BP profits outperformed expectations by almost US$1 billion in the first quarter thanks in part to the high margin nature of new production that came on stream at the end of last year and a strong performance from its trading division.
The British oil company - still fighting multi-billion dollar lawsuits over its Gulf of Mexico oil spill of three years ago - turned in underlying replacement cost net profit of US$4.215 billion (HK$32.72 billion) for the quarter.
That was down from US$4.65 billion (HK$36.1 billion) a year ago mainly due to asset sales, but beating analysts expectations of around US$3.27 billion (HK$25.38 billion).

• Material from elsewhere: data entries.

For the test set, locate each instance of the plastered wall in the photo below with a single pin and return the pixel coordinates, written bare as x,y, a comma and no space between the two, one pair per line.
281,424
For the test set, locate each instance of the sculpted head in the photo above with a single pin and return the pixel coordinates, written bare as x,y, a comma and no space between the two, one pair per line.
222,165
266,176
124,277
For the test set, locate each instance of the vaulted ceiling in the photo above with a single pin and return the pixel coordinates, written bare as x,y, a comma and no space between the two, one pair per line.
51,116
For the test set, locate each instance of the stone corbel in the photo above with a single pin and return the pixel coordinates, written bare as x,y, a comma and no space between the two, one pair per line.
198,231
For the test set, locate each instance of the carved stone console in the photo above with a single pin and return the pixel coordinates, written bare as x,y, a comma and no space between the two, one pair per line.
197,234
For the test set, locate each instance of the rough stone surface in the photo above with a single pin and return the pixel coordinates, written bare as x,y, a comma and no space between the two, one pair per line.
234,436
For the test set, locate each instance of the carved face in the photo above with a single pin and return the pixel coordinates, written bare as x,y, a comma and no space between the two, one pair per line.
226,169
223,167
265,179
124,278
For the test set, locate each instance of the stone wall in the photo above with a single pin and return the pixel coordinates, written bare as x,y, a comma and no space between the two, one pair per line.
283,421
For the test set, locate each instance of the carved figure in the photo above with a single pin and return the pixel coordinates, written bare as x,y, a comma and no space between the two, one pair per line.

BP has been flagging for some time that its new production might deliver better profitability. The quarter included a full three months of production from its Skarv field in the North Sea and from its PSVM facility in Angola which both started producing at the end of last year.
Lower unplanned downtime in the refining part of the business and lower costs also contributed to the earnings surprise.
The lower earnings versus a year ago track the group’s shrinking earning power after the sale of its holding in Russian venture TNK-BP, and the disposal of other producing assets to pay its oil spill liabilities.
Ten days of earnings from its newly acquired stake in Russia’s top oil firm Rosneft and the profitable extra output failed to make up the difference.
BP’s rivals Exxon Mobil and Chevron also reported better than expected first quarter profits last week.